'Yes, I have been reading it ever since I woke; and I am
got to the black veil.'
'Are you, indeed? How delightful! Oh! I would not tell you what is behind the black veil for the world! Are you not wild to know?'
'Oh! yes, quite; what can it be? But do not tell me; I would not be told upon any account. I know it must be a skeleton; I am sure it is Laurentina's skeleton. Oh! I am delighted with the book! I should like to spend my whole life in reading it, I assure you; if it had not been to meet you, I would not have come away from it for all the world.'
'Dear creature! how much I am obliged to you; and when you have finished Udolpho, we will read the Italian together; and I have made out a list of ten or twelve more of the same kind for you.'
'Have you, indeed! How glad I am! What are they all?'
'I will read you their names directly; here they are in my
pocket-book. "Castle of Wolfenbach," "Clermont,"
"Mysterious Warnings," "Necromancer of the Black Forest,"
"Midnight Bell," "Orphan of the Rhine," and "Horrid Mysteries."
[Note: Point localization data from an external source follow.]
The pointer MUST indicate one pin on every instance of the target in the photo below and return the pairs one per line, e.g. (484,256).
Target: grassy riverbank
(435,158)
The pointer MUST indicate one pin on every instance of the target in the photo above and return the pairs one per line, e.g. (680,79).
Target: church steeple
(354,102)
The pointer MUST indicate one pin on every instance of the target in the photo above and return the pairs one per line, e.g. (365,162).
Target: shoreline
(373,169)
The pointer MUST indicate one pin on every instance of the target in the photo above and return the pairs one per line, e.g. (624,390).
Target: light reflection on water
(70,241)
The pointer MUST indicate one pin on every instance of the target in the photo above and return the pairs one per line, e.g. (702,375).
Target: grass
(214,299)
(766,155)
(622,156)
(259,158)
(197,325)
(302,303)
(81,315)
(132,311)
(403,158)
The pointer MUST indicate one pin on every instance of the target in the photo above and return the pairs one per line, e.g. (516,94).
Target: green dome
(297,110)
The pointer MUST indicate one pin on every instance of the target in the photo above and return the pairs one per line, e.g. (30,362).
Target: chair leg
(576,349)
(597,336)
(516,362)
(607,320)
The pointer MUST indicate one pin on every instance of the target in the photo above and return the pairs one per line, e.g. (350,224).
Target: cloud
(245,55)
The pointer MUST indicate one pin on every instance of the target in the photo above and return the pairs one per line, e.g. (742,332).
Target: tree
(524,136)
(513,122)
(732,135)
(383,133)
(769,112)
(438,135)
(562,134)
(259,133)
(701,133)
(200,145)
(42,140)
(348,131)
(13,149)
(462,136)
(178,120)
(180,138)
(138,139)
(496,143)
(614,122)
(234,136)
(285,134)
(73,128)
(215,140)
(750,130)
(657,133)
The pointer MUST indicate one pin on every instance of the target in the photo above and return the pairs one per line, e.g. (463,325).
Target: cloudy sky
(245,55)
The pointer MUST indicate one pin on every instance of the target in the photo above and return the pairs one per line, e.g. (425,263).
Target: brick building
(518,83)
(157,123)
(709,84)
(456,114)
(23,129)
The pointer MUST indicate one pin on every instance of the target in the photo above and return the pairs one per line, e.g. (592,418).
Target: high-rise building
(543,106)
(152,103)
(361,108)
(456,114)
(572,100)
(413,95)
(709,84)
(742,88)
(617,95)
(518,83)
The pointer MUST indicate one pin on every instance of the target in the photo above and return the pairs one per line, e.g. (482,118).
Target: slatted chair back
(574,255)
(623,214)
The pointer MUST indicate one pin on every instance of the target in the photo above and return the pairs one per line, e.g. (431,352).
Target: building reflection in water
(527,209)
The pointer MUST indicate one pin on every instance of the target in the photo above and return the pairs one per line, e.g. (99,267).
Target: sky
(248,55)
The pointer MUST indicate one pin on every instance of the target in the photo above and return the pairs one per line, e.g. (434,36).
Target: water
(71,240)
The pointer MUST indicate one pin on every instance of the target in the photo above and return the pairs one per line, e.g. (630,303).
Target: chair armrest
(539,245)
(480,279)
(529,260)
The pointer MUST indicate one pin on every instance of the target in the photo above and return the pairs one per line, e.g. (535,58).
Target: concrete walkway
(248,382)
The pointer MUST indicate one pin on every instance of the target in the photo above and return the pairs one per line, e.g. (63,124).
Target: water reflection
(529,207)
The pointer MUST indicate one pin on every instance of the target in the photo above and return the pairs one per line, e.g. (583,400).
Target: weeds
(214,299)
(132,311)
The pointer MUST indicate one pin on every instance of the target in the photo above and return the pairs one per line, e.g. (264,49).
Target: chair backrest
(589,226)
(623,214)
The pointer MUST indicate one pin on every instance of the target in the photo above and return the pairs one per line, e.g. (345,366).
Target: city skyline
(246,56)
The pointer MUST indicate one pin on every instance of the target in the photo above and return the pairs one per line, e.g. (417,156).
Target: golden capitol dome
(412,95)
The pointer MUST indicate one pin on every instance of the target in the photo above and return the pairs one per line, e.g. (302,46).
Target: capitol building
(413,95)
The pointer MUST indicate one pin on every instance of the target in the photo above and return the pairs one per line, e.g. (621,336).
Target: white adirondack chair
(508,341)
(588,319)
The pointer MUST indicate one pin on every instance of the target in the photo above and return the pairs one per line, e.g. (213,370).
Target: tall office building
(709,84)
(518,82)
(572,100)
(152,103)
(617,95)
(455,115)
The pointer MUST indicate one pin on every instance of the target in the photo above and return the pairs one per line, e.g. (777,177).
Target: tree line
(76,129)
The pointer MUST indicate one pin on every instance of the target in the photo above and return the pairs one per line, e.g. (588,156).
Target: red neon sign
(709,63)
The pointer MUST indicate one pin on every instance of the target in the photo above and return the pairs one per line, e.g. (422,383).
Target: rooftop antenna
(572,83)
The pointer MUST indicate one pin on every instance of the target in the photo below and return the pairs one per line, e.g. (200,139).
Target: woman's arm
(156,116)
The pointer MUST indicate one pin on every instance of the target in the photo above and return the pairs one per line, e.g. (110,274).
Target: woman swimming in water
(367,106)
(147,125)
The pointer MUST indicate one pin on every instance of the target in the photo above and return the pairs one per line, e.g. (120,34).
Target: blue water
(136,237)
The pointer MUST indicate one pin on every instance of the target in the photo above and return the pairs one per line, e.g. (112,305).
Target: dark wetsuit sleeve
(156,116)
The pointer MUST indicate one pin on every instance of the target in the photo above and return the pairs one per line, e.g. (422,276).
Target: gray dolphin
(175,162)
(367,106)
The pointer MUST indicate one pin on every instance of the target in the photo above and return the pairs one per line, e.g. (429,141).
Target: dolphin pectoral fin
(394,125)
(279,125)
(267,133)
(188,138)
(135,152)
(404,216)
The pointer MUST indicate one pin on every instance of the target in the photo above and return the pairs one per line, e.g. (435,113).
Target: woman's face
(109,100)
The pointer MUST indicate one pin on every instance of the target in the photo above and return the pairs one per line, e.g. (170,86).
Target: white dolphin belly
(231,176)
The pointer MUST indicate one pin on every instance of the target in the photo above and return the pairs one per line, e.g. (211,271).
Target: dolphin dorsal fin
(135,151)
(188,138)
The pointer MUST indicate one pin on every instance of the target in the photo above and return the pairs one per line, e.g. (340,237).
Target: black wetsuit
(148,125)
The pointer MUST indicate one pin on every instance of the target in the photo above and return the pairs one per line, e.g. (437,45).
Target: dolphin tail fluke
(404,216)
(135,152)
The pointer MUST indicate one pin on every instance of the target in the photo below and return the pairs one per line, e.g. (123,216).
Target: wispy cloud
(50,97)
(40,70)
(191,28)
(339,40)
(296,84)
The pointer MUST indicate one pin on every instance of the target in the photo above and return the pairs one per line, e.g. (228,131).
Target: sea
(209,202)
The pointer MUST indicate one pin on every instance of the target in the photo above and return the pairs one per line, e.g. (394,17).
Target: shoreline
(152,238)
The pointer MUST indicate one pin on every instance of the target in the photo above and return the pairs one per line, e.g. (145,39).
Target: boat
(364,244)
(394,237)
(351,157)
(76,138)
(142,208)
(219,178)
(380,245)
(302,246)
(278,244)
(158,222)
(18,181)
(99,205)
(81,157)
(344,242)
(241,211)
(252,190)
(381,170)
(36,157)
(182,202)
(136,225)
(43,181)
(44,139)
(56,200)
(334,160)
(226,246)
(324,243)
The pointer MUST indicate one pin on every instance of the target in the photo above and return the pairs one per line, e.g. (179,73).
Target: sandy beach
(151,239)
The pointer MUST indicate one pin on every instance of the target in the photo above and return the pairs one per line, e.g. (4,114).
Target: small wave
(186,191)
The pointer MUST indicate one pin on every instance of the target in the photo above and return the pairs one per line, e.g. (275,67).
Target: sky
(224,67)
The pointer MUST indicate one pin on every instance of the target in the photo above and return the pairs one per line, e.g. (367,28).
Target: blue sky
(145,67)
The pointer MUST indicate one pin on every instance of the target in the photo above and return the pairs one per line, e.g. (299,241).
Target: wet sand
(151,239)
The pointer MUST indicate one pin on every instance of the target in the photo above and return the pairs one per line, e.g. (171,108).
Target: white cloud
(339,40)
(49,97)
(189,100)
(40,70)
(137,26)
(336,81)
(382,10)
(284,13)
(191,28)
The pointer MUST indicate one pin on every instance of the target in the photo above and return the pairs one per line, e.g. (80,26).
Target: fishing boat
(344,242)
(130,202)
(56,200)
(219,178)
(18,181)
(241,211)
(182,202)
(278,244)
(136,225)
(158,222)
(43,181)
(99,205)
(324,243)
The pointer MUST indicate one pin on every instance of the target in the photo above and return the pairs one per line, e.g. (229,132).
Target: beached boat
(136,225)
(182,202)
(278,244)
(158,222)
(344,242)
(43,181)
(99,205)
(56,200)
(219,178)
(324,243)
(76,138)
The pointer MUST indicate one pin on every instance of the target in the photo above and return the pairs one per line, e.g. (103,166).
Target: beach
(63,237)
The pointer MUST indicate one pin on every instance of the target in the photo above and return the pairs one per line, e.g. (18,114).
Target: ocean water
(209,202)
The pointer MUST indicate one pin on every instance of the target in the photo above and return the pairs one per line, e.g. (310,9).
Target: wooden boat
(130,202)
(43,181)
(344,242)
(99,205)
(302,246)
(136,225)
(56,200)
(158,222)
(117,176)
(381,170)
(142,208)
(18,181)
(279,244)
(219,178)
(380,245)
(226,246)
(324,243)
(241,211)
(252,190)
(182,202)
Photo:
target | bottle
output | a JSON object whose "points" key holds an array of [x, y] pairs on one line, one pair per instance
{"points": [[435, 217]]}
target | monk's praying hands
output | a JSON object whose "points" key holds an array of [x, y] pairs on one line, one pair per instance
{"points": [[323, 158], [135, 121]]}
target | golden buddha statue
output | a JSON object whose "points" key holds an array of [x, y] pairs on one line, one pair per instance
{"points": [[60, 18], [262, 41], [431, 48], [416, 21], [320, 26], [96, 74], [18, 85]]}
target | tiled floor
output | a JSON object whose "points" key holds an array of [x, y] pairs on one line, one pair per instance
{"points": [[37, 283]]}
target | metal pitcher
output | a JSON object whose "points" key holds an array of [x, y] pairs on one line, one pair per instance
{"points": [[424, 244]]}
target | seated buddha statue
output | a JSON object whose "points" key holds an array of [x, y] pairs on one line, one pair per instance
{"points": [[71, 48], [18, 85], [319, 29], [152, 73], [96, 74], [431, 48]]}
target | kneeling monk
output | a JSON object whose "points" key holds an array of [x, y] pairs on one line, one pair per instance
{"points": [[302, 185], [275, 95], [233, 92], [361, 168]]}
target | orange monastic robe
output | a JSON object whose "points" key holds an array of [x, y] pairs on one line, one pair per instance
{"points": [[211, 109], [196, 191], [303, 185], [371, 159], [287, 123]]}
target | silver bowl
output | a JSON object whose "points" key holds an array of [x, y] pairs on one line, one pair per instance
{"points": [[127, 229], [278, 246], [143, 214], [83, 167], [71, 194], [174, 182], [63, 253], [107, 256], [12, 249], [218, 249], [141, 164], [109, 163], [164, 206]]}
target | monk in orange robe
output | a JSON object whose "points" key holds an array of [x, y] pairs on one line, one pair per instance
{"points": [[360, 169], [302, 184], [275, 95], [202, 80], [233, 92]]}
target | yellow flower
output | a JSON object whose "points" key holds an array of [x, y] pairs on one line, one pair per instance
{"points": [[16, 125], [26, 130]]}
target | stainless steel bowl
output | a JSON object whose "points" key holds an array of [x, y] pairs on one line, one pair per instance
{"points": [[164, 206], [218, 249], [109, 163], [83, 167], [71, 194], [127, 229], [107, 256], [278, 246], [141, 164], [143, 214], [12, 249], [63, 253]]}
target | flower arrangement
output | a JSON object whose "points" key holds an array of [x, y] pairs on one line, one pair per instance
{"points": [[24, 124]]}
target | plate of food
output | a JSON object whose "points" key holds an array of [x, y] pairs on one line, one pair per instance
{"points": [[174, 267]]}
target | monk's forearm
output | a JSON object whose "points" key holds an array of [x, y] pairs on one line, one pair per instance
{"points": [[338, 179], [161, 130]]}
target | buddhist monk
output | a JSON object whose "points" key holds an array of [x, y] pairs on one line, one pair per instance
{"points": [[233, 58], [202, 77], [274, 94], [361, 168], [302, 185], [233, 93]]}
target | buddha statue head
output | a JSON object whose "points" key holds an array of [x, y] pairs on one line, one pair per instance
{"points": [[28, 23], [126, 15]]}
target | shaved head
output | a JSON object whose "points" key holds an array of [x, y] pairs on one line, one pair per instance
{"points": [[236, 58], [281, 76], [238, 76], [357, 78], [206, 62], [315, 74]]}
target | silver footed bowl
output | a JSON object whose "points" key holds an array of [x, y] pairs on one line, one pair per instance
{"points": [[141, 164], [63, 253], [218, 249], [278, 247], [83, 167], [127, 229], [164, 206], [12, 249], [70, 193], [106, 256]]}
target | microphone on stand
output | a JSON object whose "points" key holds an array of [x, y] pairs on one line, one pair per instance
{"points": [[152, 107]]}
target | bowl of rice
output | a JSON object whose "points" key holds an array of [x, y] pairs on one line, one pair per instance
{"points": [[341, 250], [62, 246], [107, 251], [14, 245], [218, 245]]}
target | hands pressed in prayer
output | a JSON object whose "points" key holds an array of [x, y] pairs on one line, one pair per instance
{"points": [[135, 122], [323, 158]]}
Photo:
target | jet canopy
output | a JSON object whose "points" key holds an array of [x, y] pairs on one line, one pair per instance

Those will last us some time.'
'Yes; pretty well; but are they all horrid? Are you sure
they are all horrid?'
'Yes, quite sure; for a particular friend of mine, a Miss
Andrews, a sweet girl, one of the sweetest creatures in the
world, has read every one of them.'
After all, human nature is constant, independent of time; and fashions social, mental, literary, return like fashions in feminine headgear! Two club women were coming from a city play house after hearing a particularly lugubrious drama of Ibsen's, and one was overheard exclaiming to the other: "O isn't Ibsen just lovely! He does so take the hope out of life!"
Yet the tendency of eighteenth century fiction, with its handling of the bizarre and sensational, its use of occult effects of the Past and Present, was but an eddy in a current which was setting strong and steadily toward the realistic portrayal of contemporary society.